Visit us on Google+

Report Notes Toys To Avoid In Shopping Season

Parents should be wary of some toys powered by lithium-ion batteries that can catch fire or explode

By Andrea Sears, Public News Service
for The Post Publications

HARRISBURG PA – As the holiday shopping season gets started, a new report from the Pennsylvania chapter of the U.S. Public Interest Research Group is intended to help consumers avoid toys that can be hazardous to children.

The day after Thanksgiving is one of the busiest shopping days of the year, and buyers may see several toys on store shelves that pose risks to children. Besides the usual cautions about small parts that can be swallowed, shoppers should be wary of toys that connect to the Internet, according to USPIRG toxics director Kara Cook-Schultz.

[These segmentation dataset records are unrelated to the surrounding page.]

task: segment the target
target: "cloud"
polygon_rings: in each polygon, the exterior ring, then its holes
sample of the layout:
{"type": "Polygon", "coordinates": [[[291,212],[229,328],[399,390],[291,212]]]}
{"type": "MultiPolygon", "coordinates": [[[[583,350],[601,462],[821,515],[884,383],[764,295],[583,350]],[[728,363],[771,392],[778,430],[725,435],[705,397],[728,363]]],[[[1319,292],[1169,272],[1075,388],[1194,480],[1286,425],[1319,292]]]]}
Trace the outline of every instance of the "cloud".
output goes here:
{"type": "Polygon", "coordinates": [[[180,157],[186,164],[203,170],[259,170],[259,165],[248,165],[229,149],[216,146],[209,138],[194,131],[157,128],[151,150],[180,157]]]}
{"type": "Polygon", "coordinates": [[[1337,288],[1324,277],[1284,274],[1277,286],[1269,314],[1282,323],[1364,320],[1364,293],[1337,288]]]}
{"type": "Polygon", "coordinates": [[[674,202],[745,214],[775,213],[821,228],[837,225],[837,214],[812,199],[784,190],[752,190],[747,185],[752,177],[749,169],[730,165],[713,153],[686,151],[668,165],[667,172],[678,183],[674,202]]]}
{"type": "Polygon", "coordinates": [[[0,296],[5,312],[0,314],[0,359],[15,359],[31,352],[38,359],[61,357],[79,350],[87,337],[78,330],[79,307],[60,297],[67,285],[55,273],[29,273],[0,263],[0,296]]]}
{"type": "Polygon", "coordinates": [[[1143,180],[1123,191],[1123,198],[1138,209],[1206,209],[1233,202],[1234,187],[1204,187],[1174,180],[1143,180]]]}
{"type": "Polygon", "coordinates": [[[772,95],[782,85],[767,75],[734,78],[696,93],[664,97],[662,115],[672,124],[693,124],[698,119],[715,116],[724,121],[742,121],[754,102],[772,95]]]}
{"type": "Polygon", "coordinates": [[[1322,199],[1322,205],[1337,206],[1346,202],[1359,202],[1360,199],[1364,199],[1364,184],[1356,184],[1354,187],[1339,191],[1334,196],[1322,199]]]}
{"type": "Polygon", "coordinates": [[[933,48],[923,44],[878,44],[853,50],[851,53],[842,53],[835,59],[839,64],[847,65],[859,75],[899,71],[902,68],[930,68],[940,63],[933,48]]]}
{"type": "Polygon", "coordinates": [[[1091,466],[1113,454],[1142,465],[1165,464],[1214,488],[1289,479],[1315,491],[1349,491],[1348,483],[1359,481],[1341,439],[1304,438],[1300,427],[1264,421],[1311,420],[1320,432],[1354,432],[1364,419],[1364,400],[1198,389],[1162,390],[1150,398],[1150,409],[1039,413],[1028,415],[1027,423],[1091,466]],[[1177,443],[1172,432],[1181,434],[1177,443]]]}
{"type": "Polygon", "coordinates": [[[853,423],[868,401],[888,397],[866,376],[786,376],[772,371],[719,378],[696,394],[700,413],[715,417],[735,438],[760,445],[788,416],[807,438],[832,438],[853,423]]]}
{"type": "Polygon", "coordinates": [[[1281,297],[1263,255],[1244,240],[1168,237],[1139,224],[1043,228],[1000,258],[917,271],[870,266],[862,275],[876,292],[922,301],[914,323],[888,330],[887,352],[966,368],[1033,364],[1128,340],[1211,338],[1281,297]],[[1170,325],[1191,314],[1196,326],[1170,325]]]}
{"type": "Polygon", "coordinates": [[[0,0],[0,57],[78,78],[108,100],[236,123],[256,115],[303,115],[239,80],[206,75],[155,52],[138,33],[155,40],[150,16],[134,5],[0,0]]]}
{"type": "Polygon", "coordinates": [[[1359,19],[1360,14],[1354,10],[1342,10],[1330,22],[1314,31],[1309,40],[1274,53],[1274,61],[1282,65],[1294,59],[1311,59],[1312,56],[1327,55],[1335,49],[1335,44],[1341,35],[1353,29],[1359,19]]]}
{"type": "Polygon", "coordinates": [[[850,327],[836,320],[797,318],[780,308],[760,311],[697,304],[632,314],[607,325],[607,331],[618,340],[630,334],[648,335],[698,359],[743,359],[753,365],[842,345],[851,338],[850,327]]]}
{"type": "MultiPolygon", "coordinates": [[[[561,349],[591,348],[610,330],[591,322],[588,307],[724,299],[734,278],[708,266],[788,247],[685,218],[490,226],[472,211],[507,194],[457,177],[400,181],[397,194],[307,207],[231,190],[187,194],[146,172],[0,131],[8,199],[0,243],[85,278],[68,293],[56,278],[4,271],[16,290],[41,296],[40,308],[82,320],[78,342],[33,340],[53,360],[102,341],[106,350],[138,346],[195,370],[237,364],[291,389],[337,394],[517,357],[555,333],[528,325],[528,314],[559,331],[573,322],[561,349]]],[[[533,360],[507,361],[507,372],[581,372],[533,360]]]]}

The organization’s 32nd annual “Trouble in Toyland” report provides examples of toys now on sale that pose potential risks to children’s safety and privacy.

An incident last February highlighted the risks of toys that collect and store data online, Cook-Schultz said. “One of these toys got hacked, and over 2 million customers’ personal information was available online, including recordings.” The toy “is actually a teddy bear, so presumably many of those customers were children,” she added.

Price is no guarantee of safety. Dangerous toys span the price range from $1 to hundreds of dollars.

Some expensive toys, such as hover boards or toy electric cars, are powered by lithium-ion batteries that can catch fire or explode. “Most of those toys are no longer available,” Cook-Schultz acknowledged, “but we encourage parents to look for what’s called a UL label on these batteries. That way, you can ensure they’re not the lithium-ion batteries” that have caused problems.

On the lower end of the scale, Target recently recalled fidget spinners that were found to contain dangerously high levels of lead.

Consumers can get periodic updates on product recalls from the federal government by e-mail subscription, here. Also, USPIRG’s “Toy Safety Tips” website reports on what Cook-Schultz said are “different things that parents can look out for, and different toys that we’re concerned about this year.”